Baynards Castle was the house where Henry VII had spent the first few weeks of his reign in 1485 and Henry VIII had used it as an offical residence for his queens: Katherine, Anne and later Anne of Cleves. Despite its two impressive towers, topped by French-style turrets, it was more a gracious residence than an actual castle. In 1501 it had been described as ‘beautiful and commodious for the entertainment of any Prince or great Estate'.
20
When Richmond and his wife took up residence in their new home, a tangible signal would be sent to all that he had left his childhood behind him. Once Richmond was living with his wife there would also be the reassuring prospect that sons would shortly follow.

It all looked fairly promising. For the good of the realm and the survival of the Tudor dynasty, even Mary's supporters might well be persuaded that Margaret Beaufort's prudence in 1485 had created a precedent. Just as she had allowed her claim to be overlooked in favour of her son, they could perhaps be convinced to throw in their lot with the male heir, especially since they could take comfort in the fact that Norfolk's religious beliefs placed him firmly among the ranks of the conservatives. Of the new learning he was once famously heard to remark:

I have never read the Scripture, nor never will read it. It was merry in England afore the new learning came up; yea, I would all things were as hath been in times past.
21

Even Mary herself might not be that difficult to convince that she should allow her brother to take precedence over her.

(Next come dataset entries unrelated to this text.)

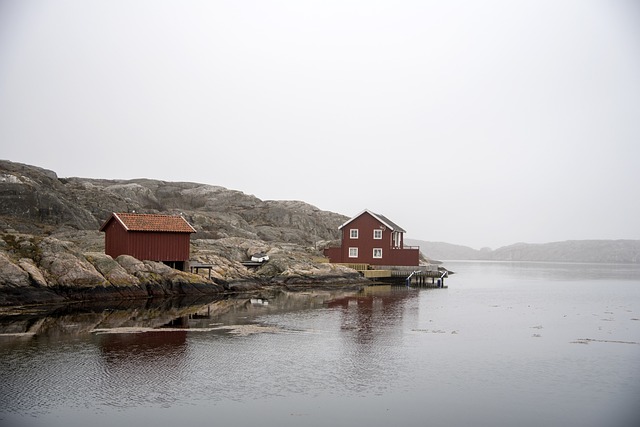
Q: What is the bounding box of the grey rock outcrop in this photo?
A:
[0,160,362,305]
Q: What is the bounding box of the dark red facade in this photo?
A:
[324,210,420,266]
[100,213,195,268]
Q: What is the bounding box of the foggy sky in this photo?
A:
[0,0,640,248]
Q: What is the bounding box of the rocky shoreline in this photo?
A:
[0,232,366,307]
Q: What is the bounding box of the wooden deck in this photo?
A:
[332,263,452,288]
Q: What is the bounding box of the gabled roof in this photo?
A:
[338,209,406,233]
[100,212,196,233]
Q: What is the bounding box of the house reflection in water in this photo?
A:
[95,329,187,398]
[328,286,417,344]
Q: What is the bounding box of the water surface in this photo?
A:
[0,262,640,426]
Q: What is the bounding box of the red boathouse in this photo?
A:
[100,212,196,270]
[324,209,420,267]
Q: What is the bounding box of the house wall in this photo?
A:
[104,221,190,262]
[338,212,420,266]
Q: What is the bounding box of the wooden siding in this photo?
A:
[324,212,420,266]
[103,216,190,262]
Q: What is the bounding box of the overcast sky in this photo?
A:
[0,0,640,248]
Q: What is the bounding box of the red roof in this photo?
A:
[100,212,196,233]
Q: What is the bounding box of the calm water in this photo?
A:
[0,262,640,427]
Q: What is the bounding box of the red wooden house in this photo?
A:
[324,209,420,266]
[100,213,196,270]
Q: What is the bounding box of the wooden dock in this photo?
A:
[340,263,453,288]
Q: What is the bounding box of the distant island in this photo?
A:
[0,160,640,306]
[405,239,640,264]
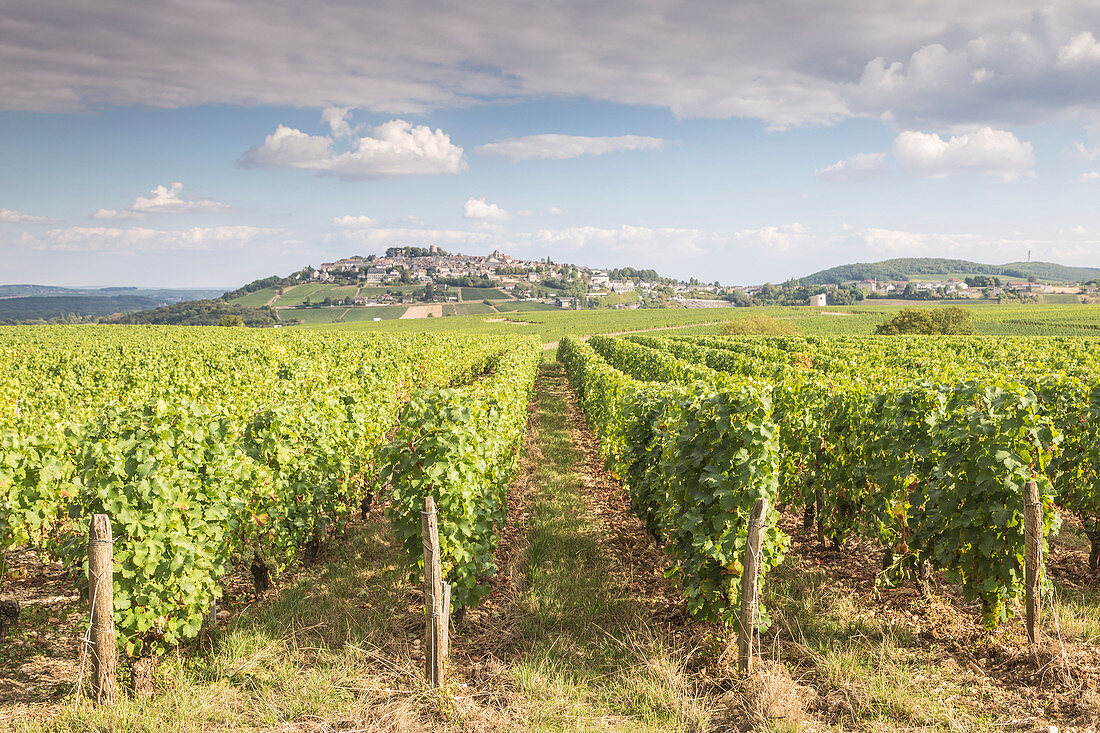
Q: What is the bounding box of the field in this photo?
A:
[230,287,278,308]
[0,303,1100,732]
[461,287,512,300]
[493,300,561,313]
[340,306,408,324]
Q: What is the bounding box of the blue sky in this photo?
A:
[0,0,1100,287]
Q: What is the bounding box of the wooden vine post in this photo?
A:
[420,496,451,687]
[88,514,118,705]
[1024,481,1043,644]
[737,499,768,672]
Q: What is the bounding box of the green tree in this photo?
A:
[875,307,977,336]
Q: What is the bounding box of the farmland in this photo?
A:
[0,310,1100,731]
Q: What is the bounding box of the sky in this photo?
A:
[0,0,1100,288]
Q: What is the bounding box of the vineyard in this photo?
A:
[560,336,1100,628]
[0,325,1100,731]
[0,328,541,691]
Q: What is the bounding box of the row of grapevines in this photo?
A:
[558,338,787,625]
[382,338,542,612]
[636,339,1062,625]
[0,329,519,656]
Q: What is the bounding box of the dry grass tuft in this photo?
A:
[725,660,816,731]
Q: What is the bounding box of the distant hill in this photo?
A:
[799,258,1100,285]
[0,285,219,324]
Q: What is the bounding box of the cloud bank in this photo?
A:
[239,117,468,180]
[0,208,54,223]
[0,0,1100,127]
[474,134,666,161]
[462,198,512,221]
[91,182,232,220]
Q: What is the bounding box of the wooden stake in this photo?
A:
[88,514,119,705]
[1024,481,1043,644]
[439,581,451,661]
[420,496,447,687]
[737,499,768,672]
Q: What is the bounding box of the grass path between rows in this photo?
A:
[477,363,714,731]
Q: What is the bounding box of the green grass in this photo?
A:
[494,300,561,313]
[1040,293,1081,305]
[443,303,496,316]
[230,287,278,308]
[275,283,359,307]
[278,306,349,326]
[8,521,435,733]
[462,287,512,300]
[340,306,409,324]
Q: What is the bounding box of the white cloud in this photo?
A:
[91,182,232,219]
[891,128,1035,180]
[475,134,666,161]
[21,226,298,253]
[321,107,351,138]
[814,153,890,183]
[240,114,468,180]
[0,208,54,223]
[15,0,1100,126]
[1058,31,1100,69]
[1070,124,1100,161]
[332,216,377,228]
[462,198,512,221]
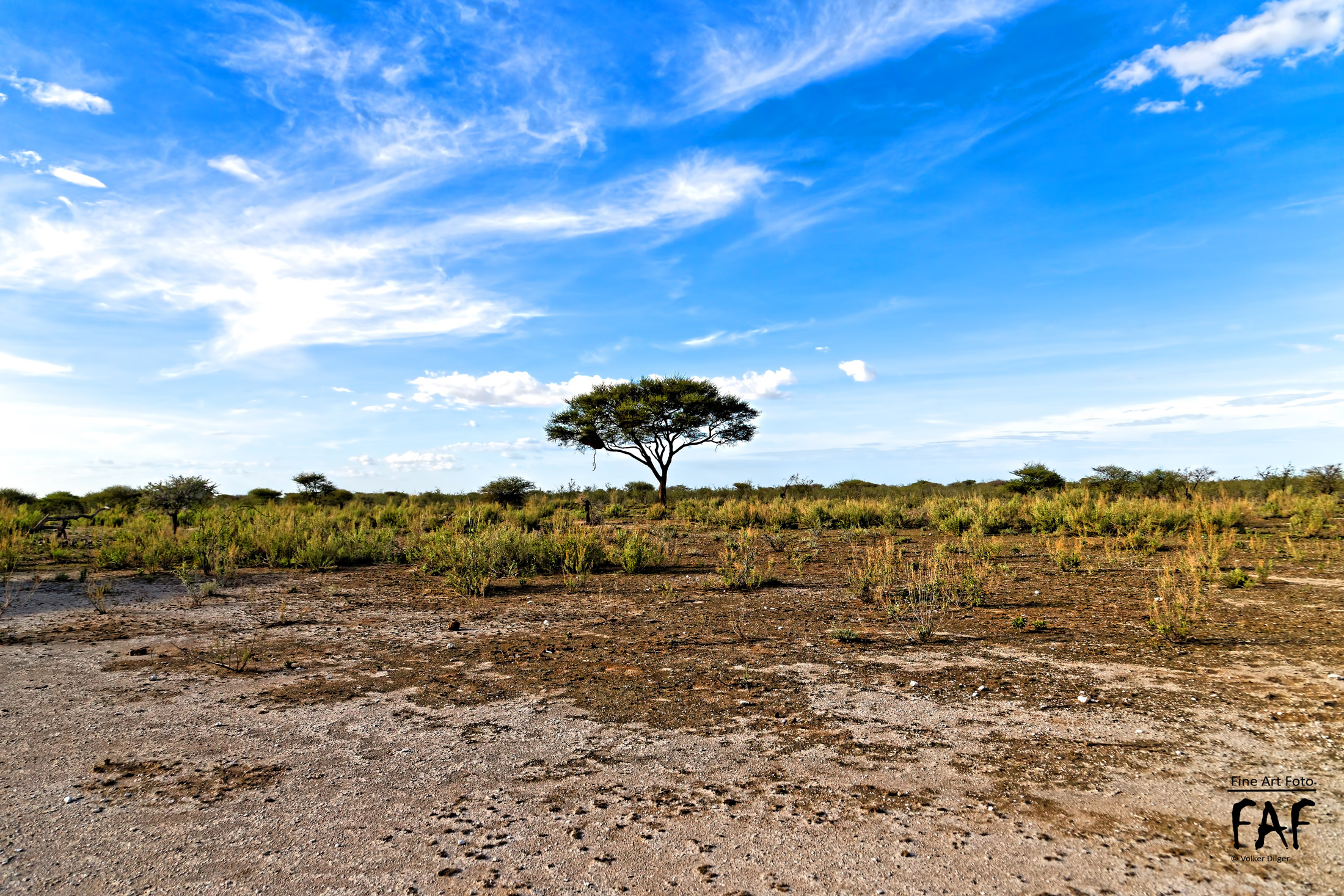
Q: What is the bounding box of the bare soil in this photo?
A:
[0,531,1344,896]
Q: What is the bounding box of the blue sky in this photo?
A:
[0,0,1344,492]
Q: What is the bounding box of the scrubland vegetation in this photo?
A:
[0,465,1339,639]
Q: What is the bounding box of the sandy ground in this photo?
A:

From her earliest childhood Mary had understood that the throne was the birthright of the male heir. Her insistence on her rightful title as princess should not be taken as evidence of political ambition. The rumours that now circulated that Mary was to be created Duchess of York, or otherwise similarly recognised, were perhaps part of a larger scheme to ensure Richmond's place in the succession, which may have been enough to satisfy her. Katherine of Aragon had raised her daughter to believe that certain aspects of government were outside a woman's competence. Having just endured a salutary lesson in obedience to her father's will, if Henry had chosen to name Richmond as heir-apparent, there is every likelihood that Mary would have accepted his decision.

From among the ranks of the nobility Norfolk was, without doubt, Richmond's greatest ally. Richmond's stepfather Edward, Lord Clinton, was only seven years older than Richmond himself and still at the very beginning of his promising career. His attempts to prove his loyalty during the Pilgrimage of Grace (the rebellion in the north) when he raised a company of five hundred men only to watch them desert to the rebel side, leaving him to flee with a single servant, aptly demonstrate how fragile his power base presently was. Still some distance from the Elizabethan Earl of Lincoln he would become, he simply did not have the resources to make a significant contribution to any plot. In the first part of the 1536 subsidy he paid just £5.

While the king's relationship with Elizabeth Blount remained good, she was no Margaret Beaufort to rally support for her son. Richmond's relations with his maternal kin were warm and affectionate. He had provided a glowing testimony for William Gresley, of Drakelow in Derbyshire, the husband of his mother's younger sister Rose. When Richmond went to Shrewsbury in 1535 his uncle, George Blount, neglected other business to come and pay his respects. His other uncle, William Blount, was a servant in Richmond's household at the time of his death in 1536. However, the Blounts had not made any real political capital out of their relationship with Richmond and never rose above their customary gentry status. Indeed, sometimes their relationship to the duke was a positive disadvantage. When George Blount wanted to purchase a former abbey, Henry, Lord Stafford objected that he was already well provided for, being ‘my lord of Richmond's servant and hath a fair house of his own to dwell in or two'. Instead, the property went to Stafford for his large brood of children.